A Member of the Architecture Research Group at NVIDIA,
Legion: A Programming Model for Modern Parallel Architectures
Tuesday, March 28, 2017
to 5:00 PM
1070 Duncan Hall
Reception in DH 3092 at 3:30pm
6100 Main St
Houston, Texas, USA
Modern computing architectures are growing increasingly complicated. Laws of physics have forced processor counts into the thousands or even millions, resulted in the creation of deep distributed memory hierarchies, and encouraged the use of multiple processor and memory types in the same system. To fully utilize such a system, an application must partition the computation and carefully manage data movement and the associated, unavoidable latencies.
Legion addresses these challenges by combining a traditional hierarchical application structure (i.e. tasks/functions calling other tasks/functions) with a hierarchical data model (logical regions, which may be arbitrarily partitioned into subregions). Application code written using tasks and regions forms a machine-agnostic description of a computation from which the Legion runtime can extract task- and data-parallelism and then map the application to the processors and memories of a particular machine.
While Legion is a full programming model with many interesting features, this talk will focus on two. First, we will discuss Realm, the lower-level runtime used by Legion to execute a mapped application. A novel feature of Realm is support for arbitrary composition of all primitive operations through events. A new “generational event” data structure allows Realm to efficiently and scalably handle a very large number of events in a distributed environment.
Second, we examine the challenge of partitioning complex application data structures. As a general-purpose programming model, Legion relies on the application to specify the desired partitions of data, but it can assist with the computation and analysis of those partitions. Using a new "dependent partitioning" framework, inter-related partitions of multiple regions (e.g. the nodes and edges of a graph data structure) can be described succinctly in application code and implemented in an efficient and scalable way by the Legion runtime. The framework admits static analysis, allowing many assertions regarding the consistency of different partitions to be verified during compilation.

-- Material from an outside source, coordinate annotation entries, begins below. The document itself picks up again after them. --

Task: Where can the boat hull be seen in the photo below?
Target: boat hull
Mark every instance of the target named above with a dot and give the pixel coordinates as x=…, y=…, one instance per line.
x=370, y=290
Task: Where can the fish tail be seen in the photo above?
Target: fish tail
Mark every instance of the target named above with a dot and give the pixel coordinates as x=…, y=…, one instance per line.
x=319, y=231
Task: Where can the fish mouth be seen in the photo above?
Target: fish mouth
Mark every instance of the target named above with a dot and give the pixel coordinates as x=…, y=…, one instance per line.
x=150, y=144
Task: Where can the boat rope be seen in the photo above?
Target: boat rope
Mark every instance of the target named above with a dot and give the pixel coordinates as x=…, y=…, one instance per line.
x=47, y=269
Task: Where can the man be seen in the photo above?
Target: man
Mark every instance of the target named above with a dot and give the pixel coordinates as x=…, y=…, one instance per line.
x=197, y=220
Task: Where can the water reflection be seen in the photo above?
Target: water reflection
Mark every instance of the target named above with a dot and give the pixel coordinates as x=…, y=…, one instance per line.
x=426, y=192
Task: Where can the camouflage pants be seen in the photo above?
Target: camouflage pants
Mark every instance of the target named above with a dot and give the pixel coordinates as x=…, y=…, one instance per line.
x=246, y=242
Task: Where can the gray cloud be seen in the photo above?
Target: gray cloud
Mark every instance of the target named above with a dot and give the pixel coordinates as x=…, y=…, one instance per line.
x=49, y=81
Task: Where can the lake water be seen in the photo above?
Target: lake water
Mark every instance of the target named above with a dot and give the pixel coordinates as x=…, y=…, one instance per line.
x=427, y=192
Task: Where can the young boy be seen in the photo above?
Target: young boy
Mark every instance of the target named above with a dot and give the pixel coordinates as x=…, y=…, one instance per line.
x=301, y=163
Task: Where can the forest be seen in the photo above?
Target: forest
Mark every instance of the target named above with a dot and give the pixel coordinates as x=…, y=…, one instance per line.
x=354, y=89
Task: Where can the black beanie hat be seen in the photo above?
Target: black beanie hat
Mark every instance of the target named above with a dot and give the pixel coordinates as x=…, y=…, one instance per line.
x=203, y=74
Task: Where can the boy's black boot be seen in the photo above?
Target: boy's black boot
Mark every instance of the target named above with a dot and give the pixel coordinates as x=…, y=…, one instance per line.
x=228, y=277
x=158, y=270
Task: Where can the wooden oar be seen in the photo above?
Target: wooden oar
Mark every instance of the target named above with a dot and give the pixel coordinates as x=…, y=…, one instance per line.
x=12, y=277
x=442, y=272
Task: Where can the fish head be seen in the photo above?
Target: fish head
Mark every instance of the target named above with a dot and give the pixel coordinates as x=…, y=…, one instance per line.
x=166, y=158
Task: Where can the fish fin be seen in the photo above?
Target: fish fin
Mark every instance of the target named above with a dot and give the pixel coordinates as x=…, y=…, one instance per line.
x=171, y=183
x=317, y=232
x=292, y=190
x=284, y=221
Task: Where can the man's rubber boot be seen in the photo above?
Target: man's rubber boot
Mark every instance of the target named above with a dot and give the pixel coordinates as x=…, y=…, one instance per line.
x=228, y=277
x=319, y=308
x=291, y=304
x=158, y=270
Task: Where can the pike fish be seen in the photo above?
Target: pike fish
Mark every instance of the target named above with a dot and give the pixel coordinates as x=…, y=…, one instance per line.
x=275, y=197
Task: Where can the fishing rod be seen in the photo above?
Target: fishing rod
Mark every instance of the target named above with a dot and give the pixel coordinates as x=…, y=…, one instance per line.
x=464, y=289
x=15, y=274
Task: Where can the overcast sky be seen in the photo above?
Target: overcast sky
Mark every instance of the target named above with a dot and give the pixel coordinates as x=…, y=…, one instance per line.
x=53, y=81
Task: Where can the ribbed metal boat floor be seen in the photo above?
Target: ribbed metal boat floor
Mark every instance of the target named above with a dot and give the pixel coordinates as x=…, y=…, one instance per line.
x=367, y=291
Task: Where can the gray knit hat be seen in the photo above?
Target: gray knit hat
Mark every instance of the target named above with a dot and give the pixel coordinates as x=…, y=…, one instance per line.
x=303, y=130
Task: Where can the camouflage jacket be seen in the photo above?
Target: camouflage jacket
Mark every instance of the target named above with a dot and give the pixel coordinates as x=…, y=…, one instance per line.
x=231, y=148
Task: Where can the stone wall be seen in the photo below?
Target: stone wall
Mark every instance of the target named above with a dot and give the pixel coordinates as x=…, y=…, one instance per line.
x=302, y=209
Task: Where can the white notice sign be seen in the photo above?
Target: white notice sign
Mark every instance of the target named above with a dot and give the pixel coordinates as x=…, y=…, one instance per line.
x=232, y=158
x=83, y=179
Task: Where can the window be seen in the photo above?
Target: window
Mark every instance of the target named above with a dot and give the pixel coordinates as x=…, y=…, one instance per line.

Biography of Sean Treichler:
Sean Treichler is a member of the Architecture Research Group at NVIDIA, exploring novel architectures for parallel computing in conjunction with programming models, compilers, and runtime systems that make the performance of such architectures accessible to application programmers. Having recently received his PhD from the Computer Science Department at Stanford, advised by Prof. Alex Aiken, he now spends most of his free time (ha!) trying to keep up with his two daughters as they explore and develop their own interests.